Accueil du [Site] > Articles > Découvertes > Culture geek > Bandes-son > ... Et bouche cousue.

... Et bouche cousue.

mardi 13 avril 2010, par Valentin.

« Le motus n’est pas pour les ignorants car ils n’en comprennent pas la subtilité et ne se délectent pas à l’entendre. Il doit être interprété pour les gens éduqués et ceux qui examinent les subtilités des arts. »
Jean de Grouchy, 1255-1320.

Qu’il fasse beau, qu’il fasse laid, c’est mon habitude de me lever le matin vers onze heures.

Non pas que j’y tienne particulièrement, hein. Parce que bon, longtemps je me suis couché de bonne heure, mais ces temps-ci, il est rare que je j’aille au lit sans entendre les premiers chants d’oiseaux saluant l’aube.

(Vous me direz, de nos jours les oiseaux chantent n’importe quand n’importe comment, sans rime ni raison. Mais quand même.)

Au fait, peut-être serait-ce un moment approprié pour préciser que s’il est une chose par laquelle mon logis brille (et c’est bien la seule), c’est son absence totale d’isolation phonique.

Peut-être est-ce là la raison pour laquelle, chaque matin, je suis invariablement réveillé par un chant d’oiseau bien particulier.

À la fois inlassable et imprévisible, il se termine toujours de la même façon.

Comme chaque matin, la voisine du dessus regarde Motus.

 Le retour de Maximus

Quand j’étais petit, j’avais un jeu éducatif électronique qui s’appelait Maximus (c’était il y a bien longtemps, de ces époques obscures dont on ne trouve aucune trace sur le Web). Se présentant comme un boîtier rouge en forme de petit personnage où l’on pouvait insérer des cartes de différentes couleurs, par-dessus une surface en plastique tactile, il indiquait par des sons de différentes hauteurs si l’on avait appuyé ou non sur la bonne réponse.

Telle est l’impression étrange que ne manque jamais de m’inspirer le jeu télévisé Motus tel que je le fréquente, c’est-à-dire quotidiennement mais uniquement par l’entremise de ses effets sonores. Notoirement regardé par les personnes âgées, il réactive pourtant un système de jeu que j’associe, par mon passé, au monde de l’enfance.

Une autre hypothèse consisterait à se demander si les jeux éducatifs pour enfants, dont l’émergence est nettement postérieure à celle des jeux télévisés pour adultes-et-toute-la-famille, n’ont pas eux-même été influencés par les bruitage de ces derniers.

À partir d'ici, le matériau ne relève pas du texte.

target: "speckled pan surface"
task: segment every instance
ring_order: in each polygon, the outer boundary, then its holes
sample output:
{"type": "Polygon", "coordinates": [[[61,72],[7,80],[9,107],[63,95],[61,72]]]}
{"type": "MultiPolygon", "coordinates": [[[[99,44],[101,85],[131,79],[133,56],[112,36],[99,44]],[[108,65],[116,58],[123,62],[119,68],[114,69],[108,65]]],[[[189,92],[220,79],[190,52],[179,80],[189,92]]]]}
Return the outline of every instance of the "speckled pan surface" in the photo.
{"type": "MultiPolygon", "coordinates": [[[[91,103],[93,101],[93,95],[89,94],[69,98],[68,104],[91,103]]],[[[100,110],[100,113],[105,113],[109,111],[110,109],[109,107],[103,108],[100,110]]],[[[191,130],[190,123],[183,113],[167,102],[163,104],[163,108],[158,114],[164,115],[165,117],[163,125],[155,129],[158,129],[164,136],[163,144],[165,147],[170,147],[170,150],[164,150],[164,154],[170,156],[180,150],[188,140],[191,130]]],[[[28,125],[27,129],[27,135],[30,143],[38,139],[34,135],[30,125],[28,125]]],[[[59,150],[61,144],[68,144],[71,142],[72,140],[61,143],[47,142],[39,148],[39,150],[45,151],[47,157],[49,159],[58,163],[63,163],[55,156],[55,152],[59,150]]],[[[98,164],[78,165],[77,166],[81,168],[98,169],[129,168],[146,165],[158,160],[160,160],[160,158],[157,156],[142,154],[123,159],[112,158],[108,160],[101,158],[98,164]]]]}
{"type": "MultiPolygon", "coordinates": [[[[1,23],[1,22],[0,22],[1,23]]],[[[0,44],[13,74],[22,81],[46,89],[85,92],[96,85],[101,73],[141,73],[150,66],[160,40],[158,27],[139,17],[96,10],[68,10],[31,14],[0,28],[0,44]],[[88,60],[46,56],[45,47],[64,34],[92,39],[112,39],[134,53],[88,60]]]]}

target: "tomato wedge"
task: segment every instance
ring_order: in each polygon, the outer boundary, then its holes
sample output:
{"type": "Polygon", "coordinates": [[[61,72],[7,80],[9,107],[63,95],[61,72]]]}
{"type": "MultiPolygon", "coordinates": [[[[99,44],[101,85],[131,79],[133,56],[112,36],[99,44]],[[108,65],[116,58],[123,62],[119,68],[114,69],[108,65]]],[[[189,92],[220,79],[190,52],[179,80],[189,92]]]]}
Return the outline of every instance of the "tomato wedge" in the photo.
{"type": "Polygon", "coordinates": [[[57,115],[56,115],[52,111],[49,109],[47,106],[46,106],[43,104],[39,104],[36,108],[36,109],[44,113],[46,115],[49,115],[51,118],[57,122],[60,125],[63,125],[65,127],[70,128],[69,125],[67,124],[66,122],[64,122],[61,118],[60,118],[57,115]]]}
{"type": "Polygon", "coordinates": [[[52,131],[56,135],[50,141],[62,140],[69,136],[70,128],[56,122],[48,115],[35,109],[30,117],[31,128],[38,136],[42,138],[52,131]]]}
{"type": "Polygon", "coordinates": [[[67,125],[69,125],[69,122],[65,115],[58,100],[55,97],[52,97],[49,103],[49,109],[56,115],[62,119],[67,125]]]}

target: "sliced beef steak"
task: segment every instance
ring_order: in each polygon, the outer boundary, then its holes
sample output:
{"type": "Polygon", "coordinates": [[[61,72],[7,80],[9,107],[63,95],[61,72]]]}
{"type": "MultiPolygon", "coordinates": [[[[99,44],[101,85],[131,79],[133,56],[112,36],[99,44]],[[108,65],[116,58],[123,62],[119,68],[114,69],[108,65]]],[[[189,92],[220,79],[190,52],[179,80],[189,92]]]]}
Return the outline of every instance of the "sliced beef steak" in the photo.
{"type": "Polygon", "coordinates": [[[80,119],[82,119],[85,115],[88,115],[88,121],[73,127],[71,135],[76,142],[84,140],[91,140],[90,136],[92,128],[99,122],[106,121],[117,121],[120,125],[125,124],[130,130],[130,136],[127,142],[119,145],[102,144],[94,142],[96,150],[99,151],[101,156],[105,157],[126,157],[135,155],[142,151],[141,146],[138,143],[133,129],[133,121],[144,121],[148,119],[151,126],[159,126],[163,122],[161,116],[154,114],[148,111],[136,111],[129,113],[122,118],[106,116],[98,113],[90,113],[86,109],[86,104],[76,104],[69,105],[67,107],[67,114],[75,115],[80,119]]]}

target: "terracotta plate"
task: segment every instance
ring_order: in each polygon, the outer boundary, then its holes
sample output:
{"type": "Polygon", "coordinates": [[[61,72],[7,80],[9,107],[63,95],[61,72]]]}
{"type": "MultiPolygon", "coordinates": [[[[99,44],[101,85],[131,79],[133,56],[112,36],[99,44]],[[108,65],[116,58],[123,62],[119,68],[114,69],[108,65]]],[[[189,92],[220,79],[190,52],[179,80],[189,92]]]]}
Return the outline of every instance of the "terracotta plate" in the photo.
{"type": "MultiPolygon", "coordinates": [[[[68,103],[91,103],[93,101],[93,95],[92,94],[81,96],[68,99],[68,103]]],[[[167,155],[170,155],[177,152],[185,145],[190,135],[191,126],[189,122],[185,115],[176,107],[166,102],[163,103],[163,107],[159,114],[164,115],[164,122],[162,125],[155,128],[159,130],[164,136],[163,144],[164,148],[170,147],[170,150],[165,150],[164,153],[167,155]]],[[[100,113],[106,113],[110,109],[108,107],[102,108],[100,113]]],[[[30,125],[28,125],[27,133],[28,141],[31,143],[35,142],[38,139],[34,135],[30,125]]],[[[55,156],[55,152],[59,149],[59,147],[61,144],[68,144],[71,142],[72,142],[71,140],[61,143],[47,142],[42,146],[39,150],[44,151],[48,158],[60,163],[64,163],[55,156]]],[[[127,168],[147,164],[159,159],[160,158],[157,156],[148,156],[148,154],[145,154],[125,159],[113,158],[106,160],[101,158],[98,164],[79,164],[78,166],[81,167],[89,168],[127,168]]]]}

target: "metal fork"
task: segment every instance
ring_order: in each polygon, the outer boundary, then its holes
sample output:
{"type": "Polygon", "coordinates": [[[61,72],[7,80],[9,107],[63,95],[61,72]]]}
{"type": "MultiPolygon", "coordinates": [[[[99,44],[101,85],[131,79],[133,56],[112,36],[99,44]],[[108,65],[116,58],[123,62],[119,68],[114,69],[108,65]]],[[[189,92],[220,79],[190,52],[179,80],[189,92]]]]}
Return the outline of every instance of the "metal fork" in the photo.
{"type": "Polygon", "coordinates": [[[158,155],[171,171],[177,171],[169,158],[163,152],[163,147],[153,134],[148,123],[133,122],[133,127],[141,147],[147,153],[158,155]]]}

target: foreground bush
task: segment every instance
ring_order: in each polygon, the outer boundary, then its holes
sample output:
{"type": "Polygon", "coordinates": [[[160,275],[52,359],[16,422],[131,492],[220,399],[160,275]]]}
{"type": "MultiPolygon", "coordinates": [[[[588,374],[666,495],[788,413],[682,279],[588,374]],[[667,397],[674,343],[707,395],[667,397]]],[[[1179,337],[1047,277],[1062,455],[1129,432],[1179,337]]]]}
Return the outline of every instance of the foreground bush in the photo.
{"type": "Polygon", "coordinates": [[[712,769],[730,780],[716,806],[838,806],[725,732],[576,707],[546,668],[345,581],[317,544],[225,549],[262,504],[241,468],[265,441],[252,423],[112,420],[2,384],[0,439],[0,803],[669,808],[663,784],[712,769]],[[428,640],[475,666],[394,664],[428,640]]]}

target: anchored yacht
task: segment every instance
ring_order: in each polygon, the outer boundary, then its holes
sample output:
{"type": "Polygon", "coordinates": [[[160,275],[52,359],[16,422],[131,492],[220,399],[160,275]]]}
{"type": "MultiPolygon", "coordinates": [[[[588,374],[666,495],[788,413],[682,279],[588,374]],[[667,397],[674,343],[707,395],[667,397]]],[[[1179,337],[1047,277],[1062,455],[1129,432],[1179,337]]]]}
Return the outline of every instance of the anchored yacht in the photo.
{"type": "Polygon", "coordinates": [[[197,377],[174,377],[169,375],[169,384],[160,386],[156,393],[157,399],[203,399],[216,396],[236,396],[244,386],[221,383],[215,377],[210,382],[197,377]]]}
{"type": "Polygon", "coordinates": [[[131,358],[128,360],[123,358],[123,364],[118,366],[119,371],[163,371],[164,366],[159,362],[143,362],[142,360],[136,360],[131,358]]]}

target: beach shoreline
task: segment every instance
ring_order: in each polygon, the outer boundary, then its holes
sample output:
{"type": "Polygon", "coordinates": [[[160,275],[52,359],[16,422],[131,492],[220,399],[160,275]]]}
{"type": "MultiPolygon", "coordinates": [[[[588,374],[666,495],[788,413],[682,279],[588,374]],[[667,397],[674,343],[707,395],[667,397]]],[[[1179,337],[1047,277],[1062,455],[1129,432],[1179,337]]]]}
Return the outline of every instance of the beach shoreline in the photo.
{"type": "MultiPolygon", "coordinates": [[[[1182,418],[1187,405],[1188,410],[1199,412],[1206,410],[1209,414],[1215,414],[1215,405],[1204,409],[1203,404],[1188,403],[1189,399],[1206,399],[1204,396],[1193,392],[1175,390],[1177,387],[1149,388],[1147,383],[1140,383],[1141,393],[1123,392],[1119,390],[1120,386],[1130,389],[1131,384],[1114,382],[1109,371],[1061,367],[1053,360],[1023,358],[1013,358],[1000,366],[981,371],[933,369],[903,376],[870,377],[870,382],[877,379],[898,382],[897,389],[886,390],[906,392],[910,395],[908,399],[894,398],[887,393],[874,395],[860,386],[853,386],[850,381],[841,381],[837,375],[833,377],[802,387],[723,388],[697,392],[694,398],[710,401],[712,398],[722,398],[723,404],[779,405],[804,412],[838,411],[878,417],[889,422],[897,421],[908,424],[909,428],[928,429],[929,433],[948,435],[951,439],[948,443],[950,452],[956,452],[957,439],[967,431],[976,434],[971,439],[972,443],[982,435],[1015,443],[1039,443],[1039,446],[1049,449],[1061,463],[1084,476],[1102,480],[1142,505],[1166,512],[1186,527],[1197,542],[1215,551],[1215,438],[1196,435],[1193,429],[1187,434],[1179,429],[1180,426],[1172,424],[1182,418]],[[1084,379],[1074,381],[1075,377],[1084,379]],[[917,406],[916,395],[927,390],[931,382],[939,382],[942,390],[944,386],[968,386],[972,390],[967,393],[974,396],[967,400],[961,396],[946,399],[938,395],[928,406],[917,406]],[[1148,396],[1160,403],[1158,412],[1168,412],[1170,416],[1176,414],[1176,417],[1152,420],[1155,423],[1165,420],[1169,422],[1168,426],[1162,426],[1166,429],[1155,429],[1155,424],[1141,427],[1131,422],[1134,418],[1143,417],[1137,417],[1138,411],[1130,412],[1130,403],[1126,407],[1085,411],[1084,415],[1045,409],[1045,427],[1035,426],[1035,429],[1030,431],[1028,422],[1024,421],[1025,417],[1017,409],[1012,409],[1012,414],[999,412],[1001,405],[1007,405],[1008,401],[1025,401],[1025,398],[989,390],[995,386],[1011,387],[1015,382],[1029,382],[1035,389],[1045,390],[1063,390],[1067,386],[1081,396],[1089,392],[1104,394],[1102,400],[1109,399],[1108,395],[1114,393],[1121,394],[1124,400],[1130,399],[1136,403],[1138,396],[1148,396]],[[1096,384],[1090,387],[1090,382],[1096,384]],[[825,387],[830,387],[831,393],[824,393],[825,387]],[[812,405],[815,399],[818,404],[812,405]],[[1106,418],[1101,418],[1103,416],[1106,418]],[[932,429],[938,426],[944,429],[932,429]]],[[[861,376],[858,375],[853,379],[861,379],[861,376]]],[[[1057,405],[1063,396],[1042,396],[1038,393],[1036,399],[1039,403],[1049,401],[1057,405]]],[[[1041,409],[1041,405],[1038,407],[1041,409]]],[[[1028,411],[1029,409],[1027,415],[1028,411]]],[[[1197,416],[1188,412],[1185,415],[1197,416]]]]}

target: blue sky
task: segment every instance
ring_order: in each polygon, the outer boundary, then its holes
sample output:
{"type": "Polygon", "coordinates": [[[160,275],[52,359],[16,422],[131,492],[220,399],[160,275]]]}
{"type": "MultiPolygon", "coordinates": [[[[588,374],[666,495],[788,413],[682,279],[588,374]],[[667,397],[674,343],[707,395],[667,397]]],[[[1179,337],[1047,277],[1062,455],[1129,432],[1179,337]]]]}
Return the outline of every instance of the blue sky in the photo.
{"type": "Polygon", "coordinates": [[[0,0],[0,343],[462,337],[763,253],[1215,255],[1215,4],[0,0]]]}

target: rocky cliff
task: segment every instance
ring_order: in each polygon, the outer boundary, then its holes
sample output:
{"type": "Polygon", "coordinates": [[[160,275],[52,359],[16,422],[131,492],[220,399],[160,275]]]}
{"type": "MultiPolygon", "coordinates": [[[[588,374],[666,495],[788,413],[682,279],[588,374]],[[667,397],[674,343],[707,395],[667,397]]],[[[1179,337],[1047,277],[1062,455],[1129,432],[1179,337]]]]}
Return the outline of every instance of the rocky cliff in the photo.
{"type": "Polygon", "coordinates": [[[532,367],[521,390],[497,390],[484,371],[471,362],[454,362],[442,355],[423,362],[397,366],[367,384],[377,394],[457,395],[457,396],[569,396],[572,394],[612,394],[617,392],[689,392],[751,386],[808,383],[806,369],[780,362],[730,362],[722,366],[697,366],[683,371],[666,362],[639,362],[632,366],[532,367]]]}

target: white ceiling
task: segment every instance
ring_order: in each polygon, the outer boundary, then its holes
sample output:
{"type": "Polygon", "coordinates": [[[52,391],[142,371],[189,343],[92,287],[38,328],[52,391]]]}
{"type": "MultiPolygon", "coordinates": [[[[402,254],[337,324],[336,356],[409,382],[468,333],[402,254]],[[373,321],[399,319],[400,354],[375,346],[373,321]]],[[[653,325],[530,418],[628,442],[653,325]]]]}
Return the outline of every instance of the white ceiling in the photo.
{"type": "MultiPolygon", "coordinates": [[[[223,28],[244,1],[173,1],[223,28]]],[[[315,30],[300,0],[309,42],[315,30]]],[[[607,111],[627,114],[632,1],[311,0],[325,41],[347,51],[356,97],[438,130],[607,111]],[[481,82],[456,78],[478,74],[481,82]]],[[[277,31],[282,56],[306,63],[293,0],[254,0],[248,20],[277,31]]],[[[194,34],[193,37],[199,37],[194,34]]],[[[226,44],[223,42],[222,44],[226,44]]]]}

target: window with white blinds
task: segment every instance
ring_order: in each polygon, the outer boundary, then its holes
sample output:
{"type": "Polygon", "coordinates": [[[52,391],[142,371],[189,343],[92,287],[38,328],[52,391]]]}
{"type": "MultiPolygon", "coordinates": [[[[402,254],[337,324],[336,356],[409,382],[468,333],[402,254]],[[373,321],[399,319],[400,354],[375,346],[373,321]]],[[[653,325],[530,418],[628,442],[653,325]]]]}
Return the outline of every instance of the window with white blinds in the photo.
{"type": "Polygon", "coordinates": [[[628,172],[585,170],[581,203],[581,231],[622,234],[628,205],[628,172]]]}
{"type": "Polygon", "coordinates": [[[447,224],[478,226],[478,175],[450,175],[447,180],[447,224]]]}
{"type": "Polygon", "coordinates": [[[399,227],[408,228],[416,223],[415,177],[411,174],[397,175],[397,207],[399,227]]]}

Mais dans ce cas précis, cela ne tient pas ; j’y reviens.

D’ailleurs, l’apparition du jeu Motus en 1990, il y a tout juste vingt ans, coïncide avec l’époque où mes parents m’avaient acheté ce jeu — ce qui rendrait presque plausible l’hypothèse que les concepteurs sonores de la télévision soient allés piquer des effets sonores d’un jouet éducatif. Une autre coïncidence, non moins parlante, étant bien entendu à chercher dans la séquence M * us de l’intitulé de ces deux jeux.

Ces jeux sont d’ailleurs de même nature : ils se rangent tous deux dans ce que Roger Caillois qualifie de paidia, le jeu intellectuel qui implique un « besoin de se plier à des conventions arbitraires, impératives et à dessein gênantes », par opposition à « l’exubérance espiègle et primesautière » du ludus, qui est le domaine réservé d’autres divertissements télévisés.

D’ailleurs, et puisque j’en suis à dégainer mon petit Caillois de service (Les Jeux et les hommes, le masque et le vertige, 1958), notons avec quelle habileté les créateurs du jeu Motus font appel à tous les registres du jeu selon Caillois : si le moteur de base est incontestablement l’alea (je lance un mot au hasard et j’attends de voir s’il est juste), renforcé par les tirages de nombres aléatoires, ils sont parvenus également à introduire une bonne dose d’agôn, le jeu mettant en scène la confrontation entre deux équipes, d’ilinx (le compte à rebours de la « super partie »)... et bien sûr la mimicry inhérente à tout divertissement télévisé, avec son décorum, son rituel, la semi-connivence avec l’animateur dont je reparlerai, etc.

 Dispositif

Si je vous parle de façon aussi détaillée de Motus, c’est que ce matin j’ai enfin pris la ferme décision de me tirer du lit, d’aller brancher ma télévision et de regarder de plus près cet étrange oiseau qui rythme ma vie et celle de ma femme.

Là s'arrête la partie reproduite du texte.